Kemalist devrime veya yüzyılımızın evrimine karşı durmak ne kadar gerçekçi olduğunu henüz çözememiş bir ülkenin içinde kayboluyoruz. Bilseler ki, devrim tesadüf eseri evrimin ana iskeletiyle birleşmiş, belki bir nebze geri dururlar ancak, siyasi iktidar sahipleri iktidarda kalmalarının tek silahı olarak dini gördüklerinden dolayı, şu an var güçleriyle din ve çevresindeki dallara sarılmaktalar.
Sosyal medya toplumu hızla dönüştürmektedir; iletişim, özellikle telefon üzerindeki sohbet sistemleri de toplumu hızla dönüştürmektedir.
Bilime direnmemiş ülkelerde tv’ler tolumu hızla dönüştürmekte ancak bilime sırt çevirmiş ülkelerde ise tv’ler tolumu çok gerilere götürmek için gece, gündüz çalışmaktalar; mükafat olarak da bilinen modern misyonerlik karşılığı sevap kazanmaktalar.
Kimse, bu devirde bedava iş yapmaz; yapılan işin ya maddi karşılığı ya manevi karşılığı(cennet) olması lazım.

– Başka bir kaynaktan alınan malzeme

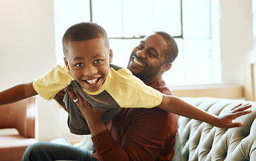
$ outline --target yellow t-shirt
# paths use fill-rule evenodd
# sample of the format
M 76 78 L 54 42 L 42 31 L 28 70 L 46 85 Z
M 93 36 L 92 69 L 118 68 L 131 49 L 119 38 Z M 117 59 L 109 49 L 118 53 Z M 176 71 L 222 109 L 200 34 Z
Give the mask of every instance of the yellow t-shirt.
M 44 99 L 52 99 L 74 78 L 65 66 L 57 65 L 33 82 L 33 87 Z M 127 68 L 111 67 L 104 83 L 96 92 L 84 91 L 91 95 L 106 91 L 122 108 L 152 108 L 160 105 L 160 92 L 146 85 Z

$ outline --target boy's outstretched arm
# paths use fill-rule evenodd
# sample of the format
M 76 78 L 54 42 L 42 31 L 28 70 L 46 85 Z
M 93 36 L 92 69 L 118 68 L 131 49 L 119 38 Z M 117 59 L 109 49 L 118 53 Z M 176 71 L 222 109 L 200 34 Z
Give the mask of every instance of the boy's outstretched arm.
M 239 116 L 251 113 L 251 111 L 245 111 L 251 107 L 251 105 L 242 105 L 241 104 L 222 115 L 216 116 L 191 105 L 177 97 L 164 94 L 162 103 L 158 105 L 159 108 L 165 111 L 202 121 L 222 128 L 243 126 L 242 123 L 232 123 L 232 121 Z
M 33 88 L 32 83 L 14 86 L 0 92 L 0 105 L 16 102 L 37 94 Z

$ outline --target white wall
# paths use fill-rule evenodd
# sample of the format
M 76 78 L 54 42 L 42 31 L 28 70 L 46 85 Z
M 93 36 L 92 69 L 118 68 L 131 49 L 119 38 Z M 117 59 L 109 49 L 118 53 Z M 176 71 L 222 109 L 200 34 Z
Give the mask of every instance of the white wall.
M 253 42 L 251 0 L 220 0 L 220 3 L 222 84 L 243 85 L 245 64 Z M 55 65 L 56 58 L 53 1 L 1 0 L 0 8 L 2 91 L 32 81 Z M 57 103 L 38 98 L 40 140 L 71 137 L 66 115 Z
M 55 43 L 53 1 L 0 1 L 0 91 L 32 82 L 53 67 Z M 69 135 L 66 116 L 55 101 L 40 97 L 38 101 L 39 140 Z

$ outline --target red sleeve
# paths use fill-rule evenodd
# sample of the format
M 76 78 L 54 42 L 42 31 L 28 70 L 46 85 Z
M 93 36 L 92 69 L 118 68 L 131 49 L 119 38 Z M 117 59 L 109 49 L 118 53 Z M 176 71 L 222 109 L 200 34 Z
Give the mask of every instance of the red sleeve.
M 171 160 L 177 129 L 177 115 L 158 108 L 127 110 L 132 117 L 128 115 L 125 119 L 129 120 L 130 124 L 121 140 L 114 140 L 113 137 L 119 137 L 112 136 L 108 130 L 92 138 L 98 154 L 94 153 L 94 157 L 101 161 L 123 161 L 156 160 L 161 156 L 161 160 Z M 162 151 L 164 148 L 165 151 Z
M 153 87 L 171 95 L 163 80 Z M 178 116 L 158 108 L 123 109 L 106 129 L 92 138 L 93 157 L 100 161 L 172 160 Z

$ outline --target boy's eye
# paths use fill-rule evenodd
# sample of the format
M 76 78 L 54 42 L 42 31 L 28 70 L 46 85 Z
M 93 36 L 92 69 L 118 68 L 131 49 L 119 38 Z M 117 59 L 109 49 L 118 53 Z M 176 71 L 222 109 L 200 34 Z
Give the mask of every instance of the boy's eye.
M 75 66 L 77 67 L 81 67 L 81 66 L 84 66 L 84 64 L 83 63 L 77 63 L 75 64 Z
M 100 63 L 102 62 L 102 60 L 95 60 L 94 63 L 95 64 L 99 64 L 99 63 Z

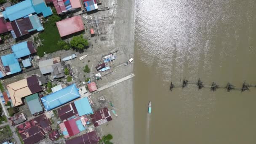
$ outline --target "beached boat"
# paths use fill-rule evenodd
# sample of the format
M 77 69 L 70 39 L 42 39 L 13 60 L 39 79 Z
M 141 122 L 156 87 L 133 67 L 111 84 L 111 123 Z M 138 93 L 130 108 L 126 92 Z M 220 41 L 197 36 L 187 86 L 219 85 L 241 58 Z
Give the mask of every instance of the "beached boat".
M 118 117 L 118 116 L 117 115 L 117 114 L 116 112 L 115 112 L 115 110 L 114 110 L 113 109 L 111 109 L 111 111 L 112 112 L 113 112 L 113 113 L 114 114 L 114 115 L 115 115 L 116 117 Z
M 85 58 L 86 57 L 86 56 L 87 56 L 87 54 L 86 54 L 85 55 L 83 55 L 82 56 L 81 56 L 79 58 L 79 59 L 81 61 L 81 60 Z
M 126 62 L 126 64 L 128 64 L 130 63 L 131 63 L 131 62 L 133 61 L 133 58 L 131 58 L 128 61 Z
M 109 57 L 104 59 L 103 61 L 104 61 L 104 62 L 109 62 L 115 60 L 115 56 L 111 56 Z
M 149 114 L 151 113 L 151 101 L 149 101 L 149 105 L 148 106 L 148 112 Z
M 63 59 L 61 59 L 61 61 L 67 61 L 70 60 L 70 59 L 76 58 L 77 56 L 77 54 L 76 53 L 74 53 L 70 56 L 69 56 L 64 58 Z
M 114 104 L 113 104 L 112 103 L 112 102 L 111 102 L 111 101 L 109 101 L 109 105 L 110 105 L 110 106 L 111 106 L 111 107 L 112 107 L 112 108 L 115 109 L 115 107 L 114 107 Z
M 109 69 L 110 69 L 110 67 L 108 66 L 108 67 L 105 67 L 104 68 L 101 69 L 99 70 L 99 71 L 100 72 L 102 72 L 105 71 L 107 70 L 109 70 Z

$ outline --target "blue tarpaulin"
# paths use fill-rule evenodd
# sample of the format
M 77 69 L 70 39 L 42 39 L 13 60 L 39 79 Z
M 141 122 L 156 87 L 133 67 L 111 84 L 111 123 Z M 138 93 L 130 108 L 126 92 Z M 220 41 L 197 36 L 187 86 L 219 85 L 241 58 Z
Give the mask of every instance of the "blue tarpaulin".
M 22 62 L 23 67 L 30 67 L 32 65 L 31 62 L 30 62 L 30 60 L 29 59 L 24 60 L 21 61 Z
M 9 66 L 10 72 L 7 72 L 6 75 L 13 74 L 21 72 L 21 69 L 18 59 L 14 53 L 11 53 L 1 56 L 1 60 L 4 67 Z
M 75 101 L 74 103 L 80 116 L 93 113 L 88 98 L 86 97 L 78 100 Z
M 20 58 L 31 54 L 28 47 L 27 43 L 27 42 L 23 42 L 11 47 L 11 50 L 17 58 Z
M 44 17 L 53 14 L 51 8 L 47 6 L 44 0 L 34 0 L 33 3 L 32 1 L 32 0 L 26 0 L 6 8 L 5 11 L 3 12 L 3 16 L 11 21 L 35 13 L 42 13 Z
M 41 100 L 45 110 L 49 111 L 80 96 L 75 85 L 72 84 L 61 90 L 44 96 L 41 98 Z

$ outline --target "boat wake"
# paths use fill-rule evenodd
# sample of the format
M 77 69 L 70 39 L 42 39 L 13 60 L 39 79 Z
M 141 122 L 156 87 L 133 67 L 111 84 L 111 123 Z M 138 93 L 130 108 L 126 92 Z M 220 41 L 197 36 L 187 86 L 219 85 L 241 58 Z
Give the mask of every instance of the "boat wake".
M 151 119 L 150 114 L 147 114 L 147 123 L 146 123 L 146 136 L 145 138 L 146 139 L 145 141 L 146 144 L 149 144 L 150 142 L 149 141 L 149 127 L 150 125 L 150 119 Z

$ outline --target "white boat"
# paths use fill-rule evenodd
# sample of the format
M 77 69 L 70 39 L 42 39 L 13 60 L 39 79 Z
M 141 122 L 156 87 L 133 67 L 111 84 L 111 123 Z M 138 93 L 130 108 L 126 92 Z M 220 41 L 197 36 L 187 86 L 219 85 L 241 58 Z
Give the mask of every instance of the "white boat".
M 81 56 L 79 58 L 79 59 L 81 61 L 81 60 L 85 58 L 86 57 L 86 56 L 87 56 L 88 54 L 86 54 L 85 55 L 83 55 L 82 56 Z
M 100 72 L 102 72 L 105 71 L 107 70 L 109 70 L 109 69 L 110 69 L 110 67 L 108 66 L 108 67 L 105 67 L 104 68 L 103 68 L 99 70 L 99 71 Z
M 67 61 L 68 60 L 70 60 L 70 59 L 75 59 L 76 58 L 77 55 L 76 53 L 73 54 L 70 56 L 66 56 L 63 59 L 61 59 L 61 61 Z

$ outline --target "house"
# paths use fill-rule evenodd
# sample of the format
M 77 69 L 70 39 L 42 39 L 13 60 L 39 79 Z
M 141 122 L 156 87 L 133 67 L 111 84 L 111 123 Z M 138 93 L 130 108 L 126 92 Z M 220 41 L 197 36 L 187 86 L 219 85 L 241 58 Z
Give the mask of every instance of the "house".
M 8 101 L 11 101 L 10 94 L 7 92 L 3 92 L 3 93 L 0 93 L 0 97 L 1 100 L 4 104 L 7 104 Z
M 74 84 L 61 90 L 41 98 L 46 111 L 48 111 L 80 97 L 78 90 Z
M 59 124 L 59 127 L 67 139 L 69 137 L 77 134 L 88 128 L 87 124 L 90 123 L 86 116 L 76 117 L 65 121 Z
M 75 16 L 58 21 L 56 25 L 61 37 L 83 31 L 85 27 L 81 16 Z
M 27 120 L 27 117 L 24 113 L 16 114 L 13 117 L 9 117 L 8 120 L 11 123 L 11 126 L 20 124 Z
M 32 144 L 45 138 L 45 134 L 52 131 L 51 122 L 45 115 L 41 115 L 17 127 L 26 144 Z
M 17 59 L 37 52 L 34 47 L 33 42 L 30 41 L 24 41 L 14 45 L 11 46 L 11 50 Z
M 65 76 L 63 67 L 61 63 L 61 58 L 59 56 L 40 61 L 39 68 L 43 75 L 51 73 L 53 77 L 56 78 Z
M 13 30 L 11 22 L 6 22 L 3 17 L 0 18 L 0 34 Z
M 43 113 L 42 104 L 39 101 L 37 93 L 34 93 L 25 98 L 31 114 L 37 115 Z
M 58 14 L 80 8 L 81 3 L 79 0 L 53 0 L 53 5 Z
M 61 136 L 59 135 L 58 130 L 53 131 L 51 133 L 49 134 L 49 138 L 53 141 L 56 141 Z
M 11 32 L 14 38 L 20 37 L 35 30 L 41 32 L 44 30 L 37 15 L 15 20 L 11 22 L 11 26 L 13 30 Z
M 0 78 L 21 71 L 18 59 L 14 53 L 0 57 Z
M 90 93 L 97 91 L 97 87 L 95 82 L 92 82 L 87 84 L 87 87 Z
M 69 120 L 78 116 L 78 112 L 74 103 L 66 105 L 58 109 L 59 117 L 63 121 Z
M 24 67 L 29 67 L 32 66 L 32 64 L 31 64 L 31 62 L 30 61 L 29 59 L 27 59 L 22 60 L 21 62 L 22 63 L 22 65 Z
M 94 113 L 90 115 L 90 116 L 95 127 L 112 120 L 110 113 L 107 107 L 95 112 Z
M 43 75 L 38 77 L 38 79 L 39 80 L 39 85 L 42 85 L 48 83 L 46 77 Z
M 87 12 L 98 9 L 96 0 L 84 0 L 83 2 Z
M 66 141 L 66 144 L 96 144 L 100 138 L 95 131 L 93 131 L 82 136 Z
M 9 84 L 6 87 L 14 107 L 23 104 L 22 98 L 42 91 L 36 75 Z
M 93 114 L 93 112 L 87 97 L 75 101 L 75 105 L 79 116 Z
M 3 15 L 5 19 L 12 21 L 36 13 L 42 13 L 45 17 L 53 14 L 51 8 L 46 6 L 44 0 L 25 0 L 6 8 Z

Geldiğimiz noktada bir çocuk ve genci büyütmek çok zor: Milli Eğitim Bakanlığı’nın bütçesinin kat kat fazlasına sahip olan Diyanet İşleri Başkanlığı’na ne gerek var diye kestirip atamayız, maneviyat toplumun ihtiyacıdır ancak, zaten toplum günde 5 vakit ibadetini sorunsuz yapıyor, kuran kurslarına ne gerek var denilebilir. Diyelim, buna da ihtiyaç var dendi; peki bütün okullar neden imam Hatip yapılır? Ve muhafazakar toplum yaratmak(Onlara göre haline getirmek) lazım deniyor, bu da toplumumuzu iletişimin gücü karşısında tam olarak dönüştüremiyor, bu defa da iktidarca dinci cemaat, yurt, vakıflar devreye sokuluyor.

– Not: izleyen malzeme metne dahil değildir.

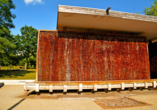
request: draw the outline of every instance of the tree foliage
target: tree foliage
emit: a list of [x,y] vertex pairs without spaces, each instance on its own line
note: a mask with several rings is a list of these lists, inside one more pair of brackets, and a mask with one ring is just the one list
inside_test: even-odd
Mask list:
[[157,16],[157,0],[155,0],[154,3],[151,4],[150,8],[145,8],[143,12],[145,13],[145,15]]
[[12,19],[16,17],[10,10],[15,7],[12,0],[0,0],[0,64],[3,58],[10,57],[11,50],[16,47],[10,32],[15,27]]
[[25,25],[20,29],[21,35],[15,36],[18,54],[24,55],[28,65],[30,55],[36,56],[38,31],[32,26]]

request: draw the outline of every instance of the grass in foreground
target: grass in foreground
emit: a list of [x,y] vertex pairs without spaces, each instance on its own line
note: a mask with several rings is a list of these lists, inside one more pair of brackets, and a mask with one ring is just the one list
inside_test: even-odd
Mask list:
[[0,70],[0,79],[36,79],[36,69]]

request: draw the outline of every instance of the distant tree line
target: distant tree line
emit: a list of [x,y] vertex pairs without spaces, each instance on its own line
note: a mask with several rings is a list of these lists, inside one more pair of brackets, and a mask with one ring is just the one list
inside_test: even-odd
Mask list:
[[16,6],[12,0],[0,0],[0,66],[36,66],[37,29],[25,25],[21,35],[12,35],[13,19],[11,9]]
[[[25,25],[21,27],[21,34],[12,35],[13,19],[16,15],[11,9],[16,6],[12,0],[0,0],[0,66],[19,65],[36,66],[37,29]],[[146,15],[157,16],[157,1],[150,8],[143,11]]]

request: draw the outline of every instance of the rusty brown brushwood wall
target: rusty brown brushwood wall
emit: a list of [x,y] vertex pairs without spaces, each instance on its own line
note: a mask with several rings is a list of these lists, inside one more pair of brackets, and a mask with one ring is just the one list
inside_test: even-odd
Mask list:
[[157,78],[157,42],[149,44],[149,59],[151,78]]
[[150,79],[145,37],[41,31],[38,81]]

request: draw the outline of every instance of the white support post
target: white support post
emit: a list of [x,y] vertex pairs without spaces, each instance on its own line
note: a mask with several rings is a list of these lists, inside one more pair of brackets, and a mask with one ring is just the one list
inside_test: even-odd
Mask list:
[[52,85],[49,85],[49,92],[53,92]]
[[64,85],[63,92],[64,92],[64,93],[66,93],[66,92],[67,92],[67,85]]
[[136,83],[134,83],[133,85],[134,85],[134,89],[136,89]]
[[109,91],[111,90],[111,84],[108,84],[108,90]]
[[145,82],[145,88],[148,88],[148,83],[147,82]]
[[35,91],[39,92],[39,84],[35,84]]
[[79,92],[82,91],[82,84],[79,84]]
[[153,88],[156,88],[156,81],[153,81]]
[[97,84],[94,84],[94,91],[97,91]]
[[122,90],[125,89],[124,83],[121,83],[121,89],[122,89]]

Yine de çağa direnmek, donkişotvari bir eylem oluyor ! Tutmaz. Çünkü çocuğu sen içeri hapsetsen, sokağa çıktığında, senden biraz uzaklaştığında gördükleri, duydukları yeni nesli zorluyor. İkilemde kalan bu gençler bunalımlı oluyorlar. Bu bunalım onları dallara ayırıyor; kimisi cihatçı, kimisi eylemci, kimisi isyankar kimisi de hırsız, kimisi suskun olmak zorunda kalıyorlar; çünkü, gelecekleri makama, mevkiye bilerek, bilimle ve eğitimle gelme olasılıkları olmayınca, olağanüstü bir itici güce sarılıyorlar. Bu güç bazı gençlerde yaratıcı, bazı gençlerde hırsızlık(ve para) bazı gençlerde ise bilim oluyor.
Bütün bu evrim sürecini inatla, okuldan daha fazla cami yaparak, tüm devlet dairelerine İmam Hatip mezunu atayarak, tüm okullarda müfredatı din eksenli yaparak, tüm okullarda sorgulama dersleri olan matematik, felsefe, mantık derslerini kaldırarak direnmek isteyen tutucu iktidar, bir soruyla alt-üst olacağını biliyor. Tek çaresi, bu gençliği ve daha geniş anlamda kitleyi bir arada bulundurmakla, kurtarılmış bölgeler haline getirmekle kendisini sağlamda görüyor.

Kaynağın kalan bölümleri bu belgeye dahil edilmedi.